I’m pretty sure you will never have met anybody like Guido before. Although he’s German, Guido divides his time between Berlin and his house in Umbria. Of course he loves cycling, although he’s more into mountian biking in his own time, but the best thing about Guido is that he still has the air of delight that he managed to find somewhere as beautiful as Umbria, and he’s lucky enough to live there.

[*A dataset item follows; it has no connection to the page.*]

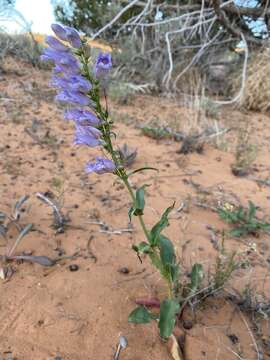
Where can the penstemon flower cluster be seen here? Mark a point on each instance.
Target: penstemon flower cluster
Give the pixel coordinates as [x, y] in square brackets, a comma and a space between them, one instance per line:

As I don’t speak Italian, I really need someone who thinks ahead of me, who treats the Italian end of our business as he would his own, so you can imagine how lucky I feel to have found Guido. Pete, Toby, Mike and I guide groups throughout France, in Burgundy, the Loire Valley, Provence, wherever, but Guido guides groups through his own back-yard, and whether you’re in the vineyards of chianti or admiring the frescoes at the Abbey of Monte Olivetto, Guido knows about it. Especially in Perugia. I love walking through Perugia with Guido, through the ancient Etruscan labyrinths, visiting Perugia’s most famous (tiny!) cafe, and if you ever manage to get him riled, please take a picture and let me know! Guido, demonstrating his special riding style


Another German in Italy, but Orlando has been living here since childhood, so he really is a child of Umbria. As you can imagine he’s fiercely proud of all things Umbrian, which I find fantastic. Orlando is approaching his mid-20s and studying at Perugia University. Of course, his Italian is fantastic, and he’s a super-fit cyclist, but he also has a native’s knowledge of the area and the people in it. Again, that’s really important to me when I’m so far away and don’t speak Italian. Orlando arranges impromptu visits to Enoteca, for example, when we’re in Montalcino, and he’s much better than me at ‘the real Tuscany and Umbria’. Which is how it should be. But don’t order a cappucino after midday. As a proper Italian Orlando doesn’t understand it and it upsets his rythym – he’ll think you’re ill. No, Orlando, not like that!